Yes, you are correct. It does affect trigger reset, and I have seen problems with that.
I should be noted that it would not be unusual for someone to swap-out the springs only to have problems with trigger reset and light strikes. However, that can be misleading. For instance, I have gotten new S&W's with hammers dragging on the frame when fired (you could also see the hammer "cock" to one side when viewed from behind in slow double-double action cocking), contributing to a light strike. Also, I have found rough trigger (and hammer) pivot bosses, roughness on the surfaces of the notch on the rebound slide, and other factors that could contribute to a slow or hanging trigger return. In short, it is the cumulative effect of many things that can effect hammer drop strength and poor trigger return. Therefore, it seem logical to change springs as part of an over-all trigger job, just not swap them as the only process and expect good results...but if one does, it becomes very easy to blame the spring-change.
Further, "...would rather have smooth rather than light...", is not an either or, you can have both.
 
Someone mentioned "frame of reference" earlier, and that is part of the reason I'm asking for input. I just have the one revolver and is is the only revolver I've shot much. I know that single action feels very good, but it's hard for me to say if the DA trigger pull is too heavy or rough, since I have little means of comparison.
Being relatively inexperienced with the "care and feeding" or a S&W, you may wish to go ahead and swap the springs. They are not very expensive and you will learn about how the S&W double-action works. And, if there is a problem with the outcome, (light strikes, poor return), you can either; 1. put the original springs back in or, 2. take it upon yourself to do some studying (Kuhnhausen, et. Al.) to learn about improving the gun, or 3. leave it alone and use as is.
In the event you wish to pursue a better pull, I suggest buying the springs as "kits" that have several springs of varying weights.
 
"I should be noted that it would not be unusual for someone to swap-out the springs only to have problems with trigger reset and light strikes"

I've swapped springs on maybe 115 S&W revolvers, my own and for friends and acquaintances, and I had maybe 10 that had trigger reset issues with the lightest spring in the Wolff pack, maybe 2 with the middleweight spring, and none with the highest rated spring in the pack.

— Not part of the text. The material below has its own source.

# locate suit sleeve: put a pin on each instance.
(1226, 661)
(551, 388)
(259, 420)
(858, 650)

In all cases, those issues were quickly resolved with a thorough polishing of internal surfaces, proper lubrication, and use of boss bearing washers for the hammer and trigger.
 
Based on responses, I think I'll try the type one kit. I've installed kits in my 10/22s before and also put in shims from triggershims.com. They also sell shims for k-frame revolvers ($8 for a set). Any input as to whether shims are worth adding?